Хорошо отплыть туда, где жарко,
Да двоится милая дорога,
И не знаю, к радости иль к горю.
 
 
Не видать открытых, светлых палуб
И судов с косыми парусами,
Золотыми в зареве заката.
Что случается, должно быть свято,
Управляем мы судьбой не сами,
Никому не надо наших жалоб.
 
   Выходом, спасительным для Кузмина, явилась продажа его «Дневника» Государственному литературному музею». Уже 17 декабря 1933 года поэт писал профессору Ю. А. Бахрушину: «Я послал расписку в получении денег Владимиру Дмитриевичу (Бонч-Бруевичу, через которого „Дневник“ поступил в музей). Дошло все благополучно, хотя почтовое отделение и было потрясено, и мы ходили дважды с чемоданами получать мои тысячи, как в старом кино „Ограбление Виргинской почты“. Да, значит: архив ушел, деньги уйдут, но, надеюсь, приобретенные при этом хорошие отношения останутся…»
   Умер Кузмин 3 марта 1936 года в Ленинграде.
   История его «Дневников» трагична. Уже в 1934 году они были истребованы из Гослитмузея органами НКВД. «Кузмина уже не было в живых той порой, – писал исследователь его творчества А. Г. Тимофеев, – когда по его „Дневнику“ (либо: в том числе – и по его „Дневнику“) начали брать людей. До недавнего времени эта версия слыла зловещей и леденящей кровь легендой, но факты литературной жизни Ленинграда поздних тридцатых заставляют признать ее более чем достоверной (не исключено, что „Дневник“ начали использовать и при жизни автора). Нельзя не скорбеть о том, что стихотворения (Кузмина) 30-х годов (сборники „Тристан“, „Простой мир“, поэма „Убийством усыновленный“) и переводы сонетов Шекспира были реквизированы ГПУ при аресте друга Кузмина писателя Юрия Юркуна в 1938 году и, очевидно, бесследно исчезли в одну из блокадных ленинградских зим, когда ГПУ жгло и истребляло свои архивы. Не стал ли Кузмин убийцей (в метафизическом, разумеется, смысле) своего любимого друга и многих других подававших надежды прозаиков и поэтов?… И, вероятно, уже никто не узнает, сколько таких косвенных убийств лежит на совести этого изящного человека, в котором совсем не хочется видеть – в унисон с ахматовской концепцией „Поэмы без героя“ (где он выведен в маске сеющего зло Калиостро) – посланника Ада, толкующего о „страсти нежной“ и увлекательной дружбе-любви… Нам возразят, что нешахматный ум Кузмина не мог предвидеть темную историю проданного в музей „Дневника“. На это ответ: если речь идет о художнике, в сознании которого замысел пьесы о Нероне возник в момент сооружения мавзолея, а не в год „великого перелома“, когда пьеса „Смерть Нерона“ была написана, – такой аргумент едва ли приемлем».

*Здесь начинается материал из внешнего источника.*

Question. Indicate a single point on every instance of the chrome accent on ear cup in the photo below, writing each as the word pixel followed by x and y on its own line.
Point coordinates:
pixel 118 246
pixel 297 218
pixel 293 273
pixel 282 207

Николай Степанович Гумилев

   Родился 3 (15) апреля 1886 года в Кронштадте.
   По выходу отца (морского врача) в отставку, семья переехала в Царское село, оттуда в Тифлис. В газете «Тифлисский листок» в сентябре 1902 года было напечатано первое стихотворение Гумилева. Учился он плохо, гимназию закончил только в двадцать лет, уже в Царском Селе. Там же, в последнем классе гимназии выпустил в свет сборник стихов «Путь конквистадоров». Сборник попал на глаза Брюсову и мэтр доброжелательно отметил ряд, на его взгляд, удачных образов.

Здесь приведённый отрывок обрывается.